Les défis de l’avocat concernent la vitalité économique de l’avocat, face à des résolutions de conflits concurrents comme l’arbitrage ou la justice rendue par des juridictions étrangères (comme Londres ou Dubaï). Un rapport de la Law society, préfacé par le Ministre de la Justice britannique, annonçait que la meilleure justice au monde se trouvait en Angleterre. La France est donc dans une compétition face à la vitalité économique londonienne. Or, on ne peut que reconnaitre la qualité de la justice anglaise, notamment au regard de l’importance donnée au fait. Cela force l’admiration et montre les limites de la justice française. La justice anglaise parvient à ce résultat exceptionnel car juges et avocats réussissent à appartenir à une même communauté et à rendre ainsi ensemble la meilleure justice. Tous, juges et avocats, sont sensibles à parvenir à ce résultat.

Un autre facteur de crédibilité est que l’avocat anglais a l’obligation de dire la vérité. Le système de la disclosure permet d’aller effectivement au bout des faits, ce que la justice française ne fait pas en laissant de côté certains leviers juridiques.

Nous sommes aujourd’hui dans une économique mondialisée. La crise économique de 2007 n’a pas encore disparue et nous sommes devenu plus protectionnistes. Les avocats doivent créer une confiance avec leurs clients, mais comment garantir cette confidentialité ? En luttant pour le secret professionnel, notamment, qui déjà attaqué au Royaume-Uni.

Les avocats doivent agir avec honnêteté et responsabilité. Ils ont un devoir vis-à-vis du tribunal. L’avocat ne doit pas induire en erreur le tribunal et ne pas tromper sa religion. Si l’avocat pense qu’il y a une fraude, il doit faire signer à ses clients une déclaration de vérité : c’est-à-dire confirmer la vérité des conclusions. S’il s’avère que les conclusions ne sont pas vraies, il y a une infraction d’outrage à magistrat qui peut mener jusqu’à la radiation de l’avocat.

Le serment de l’avocat fait référence à la dignité et la loyauté. L’art. 4 du code de déontologie européenne interdit de tromper le juge. La France a donc effectivement déjà des règles suffisantes et n’a pas besoin de plus de règlementation. Ce ne sont pas les règles mais la pratique qu’il faut changer. Les avocats doivent veiller dans leur relation avec les clients et les confrères à avoir une réputation d’honnêteté. Si l’avocat a mauvaise réputation concernant sa fiabilité, il perdra le procès devant le tribunal.

En effet, l’avocat ne peut plus se réfugier derrière un statut. La réputation est une autre manière de parler de crédibilité : c’est le crédit social.

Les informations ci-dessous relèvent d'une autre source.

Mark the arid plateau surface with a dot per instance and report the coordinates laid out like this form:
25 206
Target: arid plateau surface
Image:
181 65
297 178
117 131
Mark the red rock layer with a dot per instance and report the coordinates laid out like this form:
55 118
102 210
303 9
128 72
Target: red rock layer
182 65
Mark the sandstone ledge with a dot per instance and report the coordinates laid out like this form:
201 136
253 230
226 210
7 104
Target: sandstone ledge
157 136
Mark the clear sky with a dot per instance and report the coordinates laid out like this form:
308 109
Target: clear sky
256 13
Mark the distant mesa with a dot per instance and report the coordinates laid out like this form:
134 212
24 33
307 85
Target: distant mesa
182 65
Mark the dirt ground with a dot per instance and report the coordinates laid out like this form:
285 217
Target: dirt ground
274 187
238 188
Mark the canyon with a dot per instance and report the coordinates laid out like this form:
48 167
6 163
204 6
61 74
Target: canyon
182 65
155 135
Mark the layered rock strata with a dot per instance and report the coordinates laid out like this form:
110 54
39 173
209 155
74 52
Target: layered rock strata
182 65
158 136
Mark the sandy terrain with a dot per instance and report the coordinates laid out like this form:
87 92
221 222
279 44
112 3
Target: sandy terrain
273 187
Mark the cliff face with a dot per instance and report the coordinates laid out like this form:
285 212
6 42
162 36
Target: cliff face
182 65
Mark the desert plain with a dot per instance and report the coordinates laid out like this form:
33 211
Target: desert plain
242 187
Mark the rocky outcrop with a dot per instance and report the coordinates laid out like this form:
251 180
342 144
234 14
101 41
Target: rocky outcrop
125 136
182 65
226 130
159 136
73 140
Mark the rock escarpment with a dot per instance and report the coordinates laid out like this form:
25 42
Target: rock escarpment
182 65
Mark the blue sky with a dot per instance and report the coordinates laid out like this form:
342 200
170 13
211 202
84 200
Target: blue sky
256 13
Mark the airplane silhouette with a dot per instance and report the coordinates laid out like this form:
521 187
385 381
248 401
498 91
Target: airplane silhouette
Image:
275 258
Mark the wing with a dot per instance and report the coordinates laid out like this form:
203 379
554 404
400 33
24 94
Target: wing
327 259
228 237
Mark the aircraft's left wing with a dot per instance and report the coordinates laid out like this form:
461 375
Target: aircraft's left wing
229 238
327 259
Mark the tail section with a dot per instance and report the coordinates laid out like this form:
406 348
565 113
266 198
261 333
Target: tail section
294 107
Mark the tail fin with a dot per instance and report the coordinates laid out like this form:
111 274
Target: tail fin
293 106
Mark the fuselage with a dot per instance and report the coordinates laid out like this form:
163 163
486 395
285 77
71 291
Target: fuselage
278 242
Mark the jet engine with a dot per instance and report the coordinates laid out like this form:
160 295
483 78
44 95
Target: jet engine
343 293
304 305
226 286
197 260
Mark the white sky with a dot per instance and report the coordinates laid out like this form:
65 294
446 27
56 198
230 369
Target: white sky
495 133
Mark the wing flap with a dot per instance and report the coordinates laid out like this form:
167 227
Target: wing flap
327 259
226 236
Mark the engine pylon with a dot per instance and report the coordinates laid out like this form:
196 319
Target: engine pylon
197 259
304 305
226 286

La question consiste à savoir comment permettre à la France d’avoir un système plus respectable ? Le nombre très important des affaires en justice en France empêche d’avoir un vrai contrôle réputationnel.

Les entreprises travaillent avec des grands cabinets mais pas uniquement. Pour elles il est aussi très important d’être dans une relation de confiance avec leur avocat qui contribue à donner une certaine image à l’entreprise. Dans la relation avocat / client c’est donc une question essentielle.

Par ailleurs, l’objectif d’un avocat anglais est d’aboutir à un deal et non d’aller devant le juge. L’avocat français doit donc s’investir en dehors de la salle d’audience.

En Angleterre, comme en France, la pratique du droit a changé. Aujourd’hui, les clients veulent une solution. On peut parfois atteindre un meilleur objectif en allant au tribunal effectivement. Mais l’avocat doit aussi investir ses relations à l’international pour donner une réponse internationale à son client. La place de la crédibilité et du droit au sein de la société nous vient de l’étranger.

La question de la déontologie est une préoccupation également quotidienne des juristes d’entreprises. Les juristes se rapprochent des avocats de ce point de vue pour créer une même communauté. L’idée est de créer une profession avec une culture commune. Le droit prend de plus en plus d’importance dans nos sociétés et les acteurs du droit ont un rôle de plus en plus important à jouer. Cette crédibilité reste toutefois à construire.

Il y a des domaines que les juristes laissent de côté. La cybersécurité ou la protection des données personnelles sont des sujets majeurs que les juristes n’investissent pas. De même pour la compliance, doit-elle être faite par les auditeurs ?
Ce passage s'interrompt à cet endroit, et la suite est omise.